Hadoop - is the elephant packing its trunk for a trip into the mainstream?

This is a guest blog by Zubin Dowlaty, head of innovation and development at Mu Sigma.


Hadoop, the open-source software platform for distributed big data computing, has been making waves over the recent past. The IPO of HortonWorks in December 2014 contributed to that, and the stock market ambitions of the other two main distributors of Hadoop, Cloudera and MapR, have also been fanning the flames. Getting these big data technology companies trading as public institutions will create greater confidence in the technology. The increased funding levels will signal that these technologies are now proven, boosting their uptake.

A Schumpeter creative wave of technology destruction is occurring in the analytics space right now, triggered by Hadoop. It is quite amazing to witness the speed with which this is occurring. Larger enterprises are now eyeing it up for their corporate infrastructure; the technology has been set en route to becoming more accessible to business users rather than just data scientists. However, to exploit this opportunity, enterprises need to be willing to adopt a different mindset.

En route to an enterprise-scale solution?

Over the last year, the industry has seen widespread deployment of Hadoop and associated technologies across many verticals. Furthermore, significant momentum has started building in the enterprise segment, with Fortune 500 companies taking Hadoop more seriously as a data-operating platform for an enterprise-scale and -grade applications. Companies of this size have the muscle to take the technology from the ‘early adopter’ to ‘early majority’ stage and beyond, creating a network effect: as more – and more significant – companies implement Hadoop, others follow.

From the Hadoop solution perspective, the technology stack using Hadoop 2.0 and YARN is the critical technology component that has enabled Hadoop to become more of a general OS or computing platform for an analytics group, and not just a niche computing tool.

Technologies such as Apache Spark, Impala, Solr, and STORM, plugged into the YARN component model, have accelerated adoption for running real-time queries and computation. Technologies like ParAccel, Hive on Tez, Spark SQL, Apache Drill from a range of vendors have been created to support data exploration and discovery applications. SQL on Hadoop is another area which has seen a lot of traction in terms of development.

SPARK stands out as it has given the data science community a programming framework for creating algorithms that run more quickly compared to other technologies. It has come a long way to be considered as the new open standard in Hadoop and with robust developer support it is expected to become the de-facto execution engine for batch processing. Batch MapReduce is slow for computation but great for handling big data. With SPARK, data scientists will have fast in-memory capabilities for running algorithms on Hadoop clusters.

Governance and security for Hadoop clusters is still evolving, but these areas have progressed and the main vendors have recognized them as weaknesses, so they can be expected to improve in the short to medium term.

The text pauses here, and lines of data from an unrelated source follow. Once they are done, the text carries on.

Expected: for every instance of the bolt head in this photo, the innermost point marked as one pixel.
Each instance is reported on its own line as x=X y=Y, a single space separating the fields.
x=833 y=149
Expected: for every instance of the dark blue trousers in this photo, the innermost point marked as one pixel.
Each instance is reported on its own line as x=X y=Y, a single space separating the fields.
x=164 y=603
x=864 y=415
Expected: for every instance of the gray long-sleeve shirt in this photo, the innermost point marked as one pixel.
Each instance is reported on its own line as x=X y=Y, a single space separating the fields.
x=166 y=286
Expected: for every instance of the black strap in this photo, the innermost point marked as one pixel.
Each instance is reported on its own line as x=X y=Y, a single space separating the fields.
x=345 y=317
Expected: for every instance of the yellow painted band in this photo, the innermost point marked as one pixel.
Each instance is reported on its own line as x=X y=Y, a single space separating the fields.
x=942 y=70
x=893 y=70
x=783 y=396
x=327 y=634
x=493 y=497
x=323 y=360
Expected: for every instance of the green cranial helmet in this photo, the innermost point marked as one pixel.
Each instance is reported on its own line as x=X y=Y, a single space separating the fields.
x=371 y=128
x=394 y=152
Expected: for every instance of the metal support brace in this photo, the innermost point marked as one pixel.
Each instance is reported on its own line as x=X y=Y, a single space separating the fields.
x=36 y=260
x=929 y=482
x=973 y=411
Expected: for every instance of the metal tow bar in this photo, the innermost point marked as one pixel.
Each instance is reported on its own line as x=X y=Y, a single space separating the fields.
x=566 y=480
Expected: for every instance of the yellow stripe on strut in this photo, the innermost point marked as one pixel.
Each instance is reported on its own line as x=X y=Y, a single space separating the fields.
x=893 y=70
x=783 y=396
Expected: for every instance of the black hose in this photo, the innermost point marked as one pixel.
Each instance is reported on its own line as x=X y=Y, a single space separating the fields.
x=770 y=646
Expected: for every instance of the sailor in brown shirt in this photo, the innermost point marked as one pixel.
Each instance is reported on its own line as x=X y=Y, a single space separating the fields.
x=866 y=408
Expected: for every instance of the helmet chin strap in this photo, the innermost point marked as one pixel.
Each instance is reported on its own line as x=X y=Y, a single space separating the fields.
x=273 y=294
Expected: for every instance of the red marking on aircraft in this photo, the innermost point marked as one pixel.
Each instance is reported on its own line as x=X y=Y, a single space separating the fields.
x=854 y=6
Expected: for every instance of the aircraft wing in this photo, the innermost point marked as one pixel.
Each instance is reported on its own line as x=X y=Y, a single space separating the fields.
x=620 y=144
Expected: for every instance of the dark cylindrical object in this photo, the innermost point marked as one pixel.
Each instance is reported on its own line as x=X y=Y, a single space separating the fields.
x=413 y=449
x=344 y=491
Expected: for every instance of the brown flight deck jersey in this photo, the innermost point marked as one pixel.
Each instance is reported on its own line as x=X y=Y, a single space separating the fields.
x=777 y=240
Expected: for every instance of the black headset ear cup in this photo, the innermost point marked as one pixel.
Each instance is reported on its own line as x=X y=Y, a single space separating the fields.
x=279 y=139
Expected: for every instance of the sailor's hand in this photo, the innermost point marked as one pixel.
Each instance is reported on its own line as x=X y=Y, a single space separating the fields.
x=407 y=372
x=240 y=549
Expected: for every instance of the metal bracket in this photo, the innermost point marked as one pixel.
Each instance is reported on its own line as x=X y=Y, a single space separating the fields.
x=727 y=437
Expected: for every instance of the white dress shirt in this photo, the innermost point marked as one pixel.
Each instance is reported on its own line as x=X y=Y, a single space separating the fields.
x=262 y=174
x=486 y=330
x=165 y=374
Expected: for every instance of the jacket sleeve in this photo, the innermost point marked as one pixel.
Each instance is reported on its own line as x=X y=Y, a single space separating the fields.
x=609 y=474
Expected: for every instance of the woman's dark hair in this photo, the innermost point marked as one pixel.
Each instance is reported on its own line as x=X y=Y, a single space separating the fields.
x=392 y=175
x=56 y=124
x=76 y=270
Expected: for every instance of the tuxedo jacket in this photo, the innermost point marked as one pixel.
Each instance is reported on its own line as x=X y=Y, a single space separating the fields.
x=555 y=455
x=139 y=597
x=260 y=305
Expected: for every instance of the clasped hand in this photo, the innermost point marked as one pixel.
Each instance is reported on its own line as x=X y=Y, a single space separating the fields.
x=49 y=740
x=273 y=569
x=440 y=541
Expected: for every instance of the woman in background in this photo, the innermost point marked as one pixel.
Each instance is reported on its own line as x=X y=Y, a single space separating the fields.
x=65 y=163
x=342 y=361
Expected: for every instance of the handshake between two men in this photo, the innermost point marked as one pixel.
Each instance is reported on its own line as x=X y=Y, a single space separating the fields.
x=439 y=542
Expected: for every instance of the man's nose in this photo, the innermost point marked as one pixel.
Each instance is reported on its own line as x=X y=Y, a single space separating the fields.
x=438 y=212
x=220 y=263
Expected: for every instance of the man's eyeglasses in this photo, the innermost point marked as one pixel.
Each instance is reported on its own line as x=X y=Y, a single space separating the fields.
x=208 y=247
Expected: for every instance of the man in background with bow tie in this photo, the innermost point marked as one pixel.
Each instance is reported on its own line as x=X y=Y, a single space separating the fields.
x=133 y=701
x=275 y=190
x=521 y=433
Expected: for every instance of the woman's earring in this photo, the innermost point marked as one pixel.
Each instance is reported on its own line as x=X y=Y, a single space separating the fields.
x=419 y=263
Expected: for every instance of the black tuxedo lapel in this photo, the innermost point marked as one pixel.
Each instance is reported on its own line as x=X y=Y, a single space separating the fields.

Wringing a lot more ROI for business people

In 2015, apart from scaling their Hadoop initiatives, companies will also be looking for the return on their data and infrastructure investments.

From a technology perspective, YARN will continue to gain momentum as it can support additional execution and programming engines other than MapReduce. Given the flexibility it brings to the table, it will help build more big data applications for better consumption by business users rather than just data scientists.

Analytical applications leveraging concurrent analysis will push analysts to adopt real-time or near real-time computation over the traditional batch mode.

Adoption of scalable technologies in storage, computing and parallelization will increase as more and more machine-generated data becomes available for analysis. Current BI, hardware and analytics-led software architectures are not suitable for scale. They will need to be revisited and carefully thought through. The industry is looking out for standards in this area, and a unified platform that offers an end-to-end solution.

Toolset, skillset, mindset

When it comes to the adoption of advanced technologies such as Hadoop, an organization can acquire toolsets and skillset over a period of time but the largest challenge lies in changing the mindset of the enterprise community as it is deeply ingrained.

For example, large organizations are still struggling with the need to shift from central Enterprise Data Warehouse frameworks towards more distributed data management structures. Similarly, deep-seated trust in paid solutions needs to give way to greater adoption of open source models and technologies, which are now very mature.

It is important to move away from the current 1980s technology and application mindset, and truly scale up in order for enterprise end users to reap the full benefits of Big Data insights and make better decisions. A holistic approach bringing math, business and technology together within a ‘Man-Machine’ ecosystem would be the key to achieving it.

Think scale, think agility, think continuous organizational learning – that is what technologies like Hadoop can make possible.